Human Rights Watch (HRW) demanded on Sunday that UAE authorities immediately release and drop all charges against Emirati academic Nasser bin Ghaith and UAE-based Jordanian journalist Tayseer Al-Najjar.
Ghaith and Al-Najjar were arrested on several charges, at the centre of which was criticising the Egyptian authorities online.
Ghaith was arrested on 18 August 2014 by plain clothes officers wearing civilian clothes in Abu Dhabi on accusations of inciting hostility against Egypt, which the UAE said would harm UAE-Egyptian relations.
Meanwhile, Al-Najjar was arrested on 13 December 2015 without clear charges, but for his “online criticism of Israeli military actions in Gaza and the Egyptian security forces’ destruction of tunnels between Gaza and the Sinai region of Egypt”, according to a statement.
Al-Najjar has worked as a journalist for 15 years and had been working in the UAE since April 2015 as a culture reporter.
Following their arrests, HRW said Ghaith and Al-Najjar were kept in ”incommunicado detention”, where they were subjected to torture.

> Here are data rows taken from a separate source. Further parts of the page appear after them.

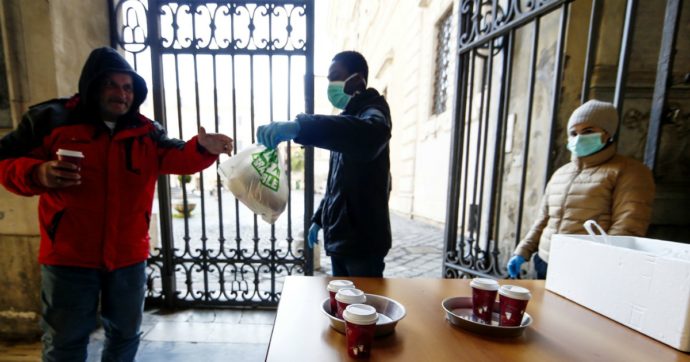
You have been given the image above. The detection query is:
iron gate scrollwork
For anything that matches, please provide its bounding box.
[110,0,314,306]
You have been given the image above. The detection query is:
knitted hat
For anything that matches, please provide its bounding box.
[568,99,618,137]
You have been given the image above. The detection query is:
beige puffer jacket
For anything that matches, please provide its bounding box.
[514,144,654,262]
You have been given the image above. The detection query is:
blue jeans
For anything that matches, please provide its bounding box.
[534,253,549,279]
[331,255,386,278]
[41,262,146,361]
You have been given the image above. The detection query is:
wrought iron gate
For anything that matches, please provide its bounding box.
[110,0,314,306]
[444,0,681,277]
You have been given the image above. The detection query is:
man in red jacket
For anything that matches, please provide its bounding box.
[0,48,233,361]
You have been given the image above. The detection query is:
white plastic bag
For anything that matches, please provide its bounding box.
[218,144,288,224]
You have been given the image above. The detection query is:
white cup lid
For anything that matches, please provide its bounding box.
[343,304,379,325]
[55,148,84,157]
[470,278,498,290]
[498,285,532,300]
[335,288,367,304]
[328,280,355,292]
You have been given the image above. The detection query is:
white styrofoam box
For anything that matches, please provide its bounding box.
[546,234,690,352]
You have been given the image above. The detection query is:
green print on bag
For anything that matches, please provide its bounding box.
[252,149,280,191]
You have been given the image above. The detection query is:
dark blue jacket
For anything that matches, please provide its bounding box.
[295,88,392,256]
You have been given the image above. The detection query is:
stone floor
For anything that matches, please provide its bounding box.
[0,214,443,362]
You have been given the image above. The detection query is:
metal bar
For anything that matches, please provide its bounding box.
[515,19,540,245]
[544,3,570,182]
[468,48,486,264]
[613,0,637,124]
[460,54,477,260]
[268,40,278,296]
[580,0,603,103]
[249,53,260,253]
[458,0,572,53]
[441,50,469,268]
[444,263,496,279]
[108,0,117,48]
[188,4,210,300]
[161,48,308,56]
[146,0,175,307]
[441,0,470,277]
[213,55,225,255]
[285,55,292,256]
[644,0,683,171]
[303,0,315,275]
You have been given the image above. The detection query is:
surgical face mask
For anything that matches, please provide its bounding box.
[568,133,606,157]
[328,73,357,109]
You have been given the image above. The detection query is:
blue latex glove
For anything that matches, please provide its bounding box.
[307,222,321,249]
[508,255,525,279]
[256,122,300,149]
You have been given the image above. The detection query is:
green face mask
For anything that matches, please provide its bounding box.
[328,73,357,109]
[568,133,606,157]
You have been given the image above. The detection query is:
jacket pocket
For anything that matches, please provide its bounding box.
[46,209,65,242]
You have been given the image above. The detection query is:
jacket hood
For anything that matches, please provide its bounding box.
[79,47,148,113]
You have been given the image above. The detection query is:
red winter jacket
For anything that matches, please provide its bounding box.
[0,100,217,270]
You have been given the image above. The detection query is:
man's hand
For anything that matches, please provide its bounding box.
[307,222,321,249]
[34,160,81,189]
[256,122,300,149]
[197,127,233,155]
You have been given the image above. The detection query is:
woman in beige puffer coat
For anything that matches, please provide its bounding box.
[508,100,654,279]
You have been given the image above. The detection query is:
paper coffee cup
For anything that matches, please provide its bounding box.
[470,278,498,324]
[55,148,84,168]
[498,285,532,327]
[343,304,378,358]
[326,280,355,315]
[335,288,367,318]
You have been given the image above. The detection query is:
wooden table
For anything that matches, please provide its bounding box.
[266,276,690,362]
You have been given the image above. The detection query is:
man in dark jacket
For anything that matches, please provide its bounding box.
[0,48,232,361]
[257,51,391,277]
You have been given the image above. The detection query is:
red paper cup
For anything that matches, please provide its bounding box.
[326,280,355,315]
[55,148,84,169]
[498,285,532,327]
[343,304,378,358]
[335,288,367,318]
[470,278,498,324]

HRW said that UAE authorities should immediately investigate the allegations of torture.
HRW deputy Middle East director Joe Stork condemned both men’s arrest, saying that “there is no justification for throwing a journalist, or anyone else, into prison for expressing a peaceful opinion”.
He also rejected the UAE’s practice of arresting people for expressing their opinions.

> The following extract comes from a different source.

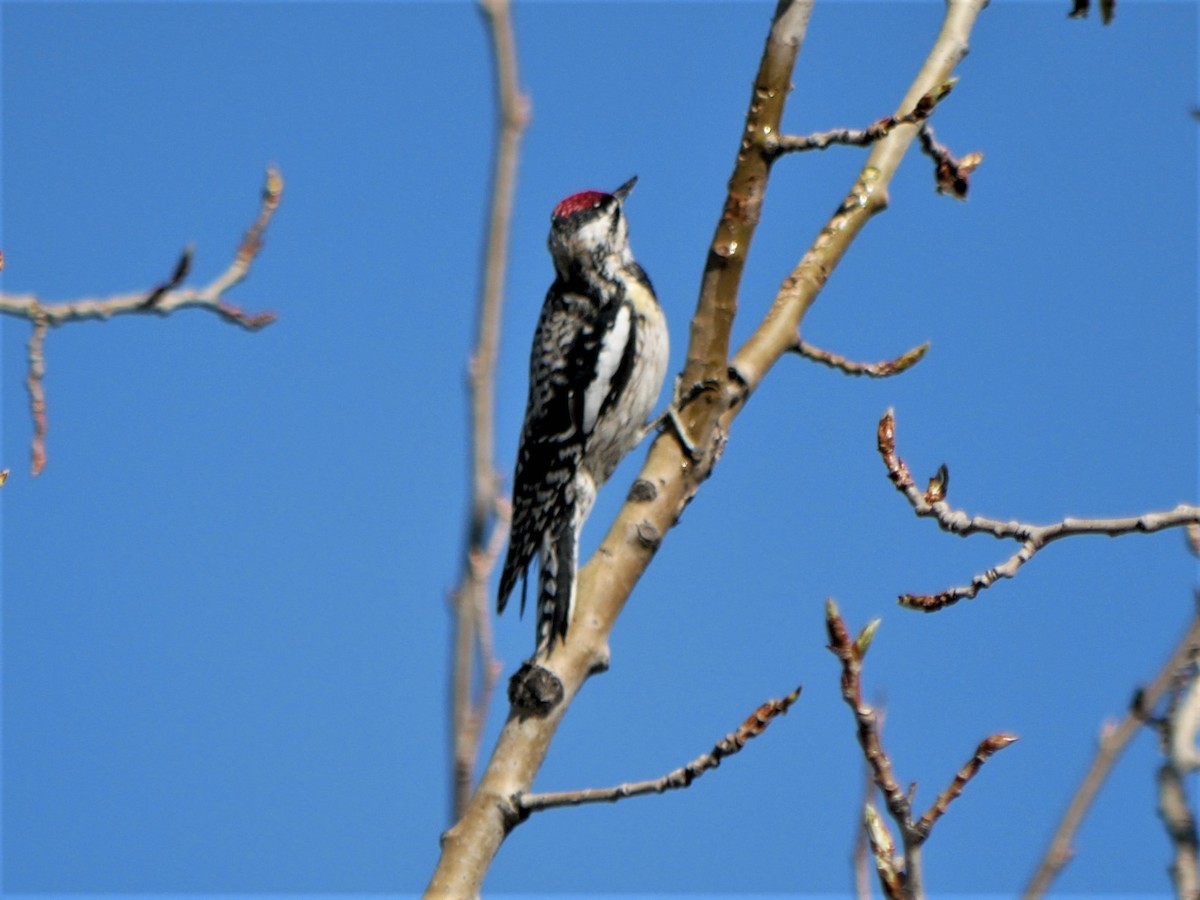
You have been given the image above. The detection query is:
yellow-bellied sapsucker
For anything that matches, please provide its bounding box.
[498,178,667,650]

Ghaith is further accused of violating various laws of the penal code 2012 cybercrime law, and a 2014 counter-terrorism law as security officers found on his Twitter account six Tweets and images criticising the Egyptian president and government.
The scholar has only made an appearance at courts as there is no information about his whereabouts. Ghaith is scheduled to appear in court again on May 23.
HRW concluded its statement by rejecting arrests of civilians in the UAE for expressing their opinion.